The Board of Directors is responsible for overall strategy, governance and performance of Universal Coal.
The Board guides and monitors the business and affairs of the Company on behalf of the shareholders by whom they are elected and to whom they are accountable. To ensure the Board is well equipped to discharge its responsibilities it has established guidelines for the nomination and selection of directors and for its own sustainable operations.
Composition of the Board
The composition of the Board is determined in accordance with the following principles and guidelines:
- The board should comprise directors with an appropriate range of qualifications and expertise and
- The board should meet at least quarterly and follow meeting guidelines set down to ensure all directors are made aware of, and have available all necessary information, to participate in an informed discussion of all agenda items
The Directors in office at the date of this statement are:
|John Hopkins OAM||Independant Non-executive Chairman|
|Tony Weber||Chief Executive Officer and Executive Director|
|Shammy Luvhengo||Executive Director|
|Hendri Bonsma||Independent Non-executive Director|
|David Twist||Non-executive Director|
|Carlo Baravalle||Non-executive Director|
As it acts on behalf of the shareholders and is accountable to the shareholders, the Board seeks to accurately identify the expectations of the shareholders, as well as other regulatory and ethical expectations and obligations. In addition, the Board is responsible for identifying areas of significant risk and ensuring arrangements are in place to adequately manage those risks.

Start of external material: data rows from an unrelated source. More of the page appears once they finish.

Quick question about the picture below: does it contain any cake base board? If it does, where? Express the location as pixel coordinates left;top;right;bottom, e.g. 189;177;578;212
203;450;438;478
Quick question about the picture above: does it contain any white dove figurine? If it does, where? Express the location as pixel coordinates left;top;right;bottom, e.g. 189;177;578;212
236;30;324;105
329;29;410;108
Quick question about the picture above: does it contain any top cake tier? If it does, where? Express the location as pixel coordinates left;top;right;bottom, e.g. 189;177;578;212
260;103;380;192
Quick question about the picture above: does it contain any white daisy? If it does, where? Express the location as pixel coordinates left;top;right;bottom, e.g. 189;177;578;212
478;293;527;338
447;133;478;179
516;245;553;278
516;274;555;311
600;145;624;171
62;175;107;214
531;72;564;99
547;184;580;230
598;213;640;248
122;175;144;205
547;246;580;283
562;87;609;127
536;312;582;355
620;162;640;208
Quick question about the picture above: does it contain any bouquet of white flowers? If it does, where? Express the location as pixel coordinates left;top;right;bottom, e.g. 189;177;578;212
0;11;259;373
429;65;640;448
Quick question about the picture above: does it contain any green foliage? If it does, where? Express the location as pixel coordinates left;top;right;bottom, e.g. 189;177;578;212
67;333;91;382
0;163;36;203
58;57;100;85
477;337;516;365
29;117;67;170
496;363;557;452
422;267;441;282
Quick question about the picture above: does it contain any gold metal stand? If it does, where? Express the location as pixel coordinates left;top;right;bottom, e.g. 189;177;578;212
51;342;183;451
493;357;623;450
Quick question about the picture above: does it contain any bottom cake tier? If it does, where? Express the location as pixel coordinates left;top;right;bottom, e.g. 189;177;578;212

Communication to shareholders
The Board aims to ensure that the shareholders are informed of all information necessary to assess the performance of the Directors. Information is communicated to the shareholders through various channels including:
- Annual Report which is distributed to all shareholders
- Half-yearly report distributed to shareholders so requesting and
- Annual General Meeting and other meetings so called to obtain shareholder approval for Board action as appropriate
Directors’ share dealing
The Company operates a share dealing code for Directors on the basis set out in the Listing Rules.